Ce style si personnel s’est mué en méthode, appuyé sur la conviction que l’Union européenne « manque de politique », doit acquérir plus de vitesse de réaction face aux bouleversements en cours et doit s’accepter comme acteur mondial. Cette manière de procéder a pu choquer. La presse européenne s’est montrée très critique envers certaines initiatives françaises. Le style a surpris, agacé, dérangé. Dans ses relations avec la Chancelière Angela Merkel, certains ont cru y voir une remise en cause notamment du couple franco-allemand, où se prépare nombre de décisions européennes. Pourtant, rien, dans le concret, ne permet d’accréditer cette thèse. Toutes les décisions européennes d’importance ont fait l’objet d’un accord franco-allemand préalable et les différences exprimées entre les deux pays ont toujours disparu au moment de la décision. Qu’on le veuille ou non, le couple franco-allemand demeure le moteur indispensable aux progrès de l’Europe. Il l’a encore prouvé. Reste aux acteurs à veiller sur leurs opinions publiques qu’il faut toujours rapprocher et ne jamais opposer. De ce point de vue, il aurait été préférable de ne pas afficher publiquement certaines divergences, d’autant plus qu’elles ont été rapidement surmontées par la négociation.

 

Nicolas Sarkozy a appliqué scrupuleusement son programme, évoquant la nécessaire mise en place d’un gouvernement économique devant le Parlement européen le
21 octobre , mais il n’a pas hésité non plus à prendre ses risques. En se rendant en Géorgie et en Russie pour arracher la conclusion d’un cessez-le-feu entre les belligérants, contre toutes les recommandations de prudence, il a sauvé le régime géorgien, renoué avec la Russie tout en maintenant l’unanimité des 27 et permis à l’Union de s’affirmer avec autorité sur la scène internationale.


 


A la recherche d’un leadership européen






Depuis bien longtemps les observateurs réclament un leadership européen. Il est indispensable à la conduite des travaux d’un Conseil de 27 délégations et incontournable dans les relations de l’Union avec le reste du monde. Le rejet du Traité par les Irlandais était une mauvaise nouvelle pour les artisans de ce texte, aux premiers rangs desquels la France et l’Allemagne, mais bien davantage encore pour l’Union toute entière. Elle doit désormais faire face à un nouveau défi eurosceptique qui se matérialisera vraisemblablement par la création d’un parti transnational ouvertement hostile à la construction européenne, à l’occasion des prochaines élections européennes. Nicolas Sarkozy et la présidence française, en liaison avec leurs partenaires, ont tout mis en œuvre pour surmonter l’hostilité personnelle et ponctuelle de personnalités isolées (les présidents tchèque et polonais par exemple) qui ont tenté d’utiliser ce nouveau retard pour remettre en cause le contenu même du nouveau traité. Le président polonais refuse ainsi d’apposer sa signature sur le traité de Lisbonne pourtant ratifié par le Parlement. Le Tchèque Vaclav Klaus multiplie pour sa part les provocations anti-européennes.
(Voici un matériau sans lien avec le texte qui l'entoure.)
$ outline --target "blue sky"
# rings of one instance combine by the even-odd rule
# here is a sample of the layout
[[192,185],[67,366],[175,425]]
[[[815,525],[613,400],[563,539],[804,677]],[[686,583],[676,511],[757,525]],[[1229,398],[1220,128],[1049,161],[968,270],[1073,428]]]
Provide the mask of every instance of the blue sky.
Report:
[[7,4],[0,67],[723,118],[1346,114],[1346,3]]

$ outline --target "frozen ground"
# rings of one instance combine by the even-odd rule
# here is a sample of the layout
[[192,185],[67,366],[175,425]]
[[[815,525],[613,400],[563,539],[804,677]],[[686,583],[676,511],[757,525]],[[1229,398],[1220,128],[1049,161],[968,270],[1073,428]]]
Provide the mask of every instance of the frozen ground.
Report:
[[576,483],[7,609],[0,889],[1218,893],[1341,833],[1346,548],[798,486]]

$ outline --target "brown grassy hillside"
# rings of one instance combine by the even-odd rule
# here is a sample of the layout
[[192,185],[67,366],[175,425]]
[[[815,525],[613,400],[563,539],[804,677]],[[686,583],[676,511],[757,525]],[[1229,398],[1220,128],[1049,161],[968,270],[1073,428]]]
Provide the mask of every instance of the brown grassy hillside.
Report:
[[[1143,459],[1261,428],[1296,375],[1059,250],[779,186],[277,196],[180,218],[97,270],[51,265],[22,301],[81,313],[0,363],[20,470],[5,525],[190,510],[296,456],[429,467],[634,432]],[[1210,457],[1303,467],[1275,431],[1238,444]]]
Dans le même temps la Suède ratifiait le Traité de Lisbonne le 20 novembre et le Premier ministre tchèque, Mirek Topolanek, donnait des assurances à ses
partenaires, tout en renvoyant le débat au sein de son parlement au 3 février 2009.

Au Conseil européen des 11 et 12 décembre, l’Irlande s’engageait à soumettre une seconde fois le Traité à référendum avant la fin de l’année 2009, obtenant en
contrepartie l’assurance qu’elle disposerait toujours d’un Commissaire européen et que sa neutralité et sa souveraineté en matière fiscale et de moeurs (avortement) seraient garanties. Pour la réforme institutionnelle, la patience du Conseil n’a donc d’égale que son pragmatisme. La présidence française n’a pas dérogé à cette attitude et a facilité une décision « à 27 ».


L’Union parvenait, en outre, pour la première fois, à passer la tête dans la cour des grands de la politique internationale. Elle a réussi une médiation internationale arrêtant le conflit russo-géorgien. C’est un incontestable succès diplomatique qui a mis en évidence la nécessité d’une politique européenne envers la Russie plus élaborée et plus constante, mais aussi celle d’une présence politique et financière plus active dans le voisinage de l’Union. Malgré les divergences d’appréciation, le «Blitzkrieg» de la présidence a démontré que les Européens acceptaient de rester unis pour atteindre un but précis et limité : la cessation durable des combats. Les Etats baltes, la Pologne et certains pays d’Europe centrale, réticents, ont entériné les accords négociés par la présidence française. 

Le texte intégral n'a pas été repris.